A&E - QUAL SUA OPINIÃO SOBRE UMA EDUCAÇÃO VOLTADA PARA A COMPLEXIDADE?
Dra. Zita Lago - A linearidade do paradigma científico dominante não mais esgota as necessidades humanas no contemporâneo. Não é questão de negar suas evidentes benesses, mas de acentuar seus aspectos críticos e fulcrais, polissêmicos e estruturais. A contestação dos valores da modernidade gerou dentro dela mesma sua crise, diz-nos Boaventura S.Santos (1999). E os paradigmas emergentes ainda não estão suficientemente solidificados para dar conta dos desafios complexos que se apresentam, de modo especial, para a “educação do homem” e para as instituições que dela tratam. É preciso pensar, reflexionar, problematizar, como nunca dantes feito, tal realidade educativa, compartilhando experiências, intervindo nas formas estruturais da ação educativa, considerando-se fatores e fenômenos que historicamente foram desconsiderados. Uma educação voltada para a complexidade, antes que certezas, presentifica angústias, ambigüidades, multiplicidades, cujos núcleos axiológicos ainda estão em construção. É função para aqueles que, muito mais do que nos “eus”, pensam os “nós” da tarefa educativa; para aqueles que acreditam e compartilham ideais de solidariedade, justiça, fraternidade e paz.
A&E - COMO O GESTOR EDUCACIONAL DEVE LIDAR COM ESSA COMPLEXIDADE?

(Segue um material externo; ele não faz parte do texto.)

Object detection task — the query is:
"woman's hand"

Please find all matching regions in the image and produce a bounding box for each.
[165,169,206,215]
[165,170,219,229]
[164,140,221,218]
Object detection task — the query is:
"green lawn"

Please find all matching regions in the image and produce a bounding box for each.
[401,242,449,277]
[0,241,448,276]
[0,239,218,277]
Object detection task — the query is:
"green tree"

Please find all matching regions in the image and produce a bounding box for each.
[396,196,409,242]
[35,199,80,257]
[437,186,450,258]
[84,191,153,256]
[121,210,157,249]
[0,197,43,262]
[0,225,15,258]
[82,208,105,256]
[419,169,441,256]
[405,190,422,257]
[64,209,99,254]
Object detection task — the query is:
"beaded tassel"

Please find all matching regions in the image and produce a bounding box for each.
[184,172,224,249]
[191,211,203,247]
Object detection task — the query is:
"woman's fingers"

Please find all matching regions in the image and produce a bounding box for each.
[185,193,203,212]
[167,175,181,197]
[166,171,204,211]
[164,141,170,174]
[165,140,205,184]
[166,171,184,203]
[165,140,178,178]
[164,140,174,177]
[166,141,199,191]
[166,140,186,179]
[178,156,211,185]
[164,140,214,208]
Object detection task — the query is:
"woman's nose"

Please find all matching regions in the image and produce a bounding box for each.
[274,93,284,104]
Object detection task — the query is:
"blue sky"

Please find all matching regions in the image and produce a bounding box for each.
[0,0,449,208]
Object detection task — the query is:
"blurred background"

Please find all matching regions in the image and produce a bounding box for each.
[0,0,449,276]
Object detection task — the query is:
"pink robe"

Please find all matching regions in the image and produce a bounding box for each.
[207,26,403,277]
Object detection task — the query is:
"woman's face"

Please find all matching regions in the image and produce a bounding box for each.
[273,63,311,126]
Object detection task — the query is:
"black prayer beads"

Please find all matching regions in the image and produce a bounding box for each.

Dra Zita Lago - Presentificando a diversidade, promovendo ações valorativas e atitudes ambientalmente sadias, justas e humanas. Abrindo-se para o diferente, o inusitado e o complexo, a gestão educacional deve reparar as questões cruciais que se colocam quando relações e interações entre pessoas se fazem presentes, visualizando éticas, estéticas e ecologias humanas e contextualmente situadas, buscando sintonia com tecnologias, artefatos e mentefatos, em acordo com os tempos de mutação que se desenham. O gestor educacional deve lembrar “que o caminho se faz ao caminhar” e, muito mais do que certezas, deve-se conviver com as buscas, com a sensibilidade, a ação prudencial e sábia de um sujeito capaz de respostas emergentes, entendendo a condição técnica (fazer), política (poder) e ética (sabedoria) de sua função. É entender-se na condição de assumir a responsabilidade pessoal e interpessoal por seus atos e pelos atos de sua comunidade escolar, enquanto frutos de uma tarefa de comum+ação. Morin (1998) diz que apenas uma ética solidária-cooperativa-comunitária e embasada numa intenção de qualidade do que se pensa e faz (mentefatos e artefatos), pode permitir a superação dos dilemas nos quais estamos todos mergulhados. Isto vincula substancialmente ética e gestão educacional.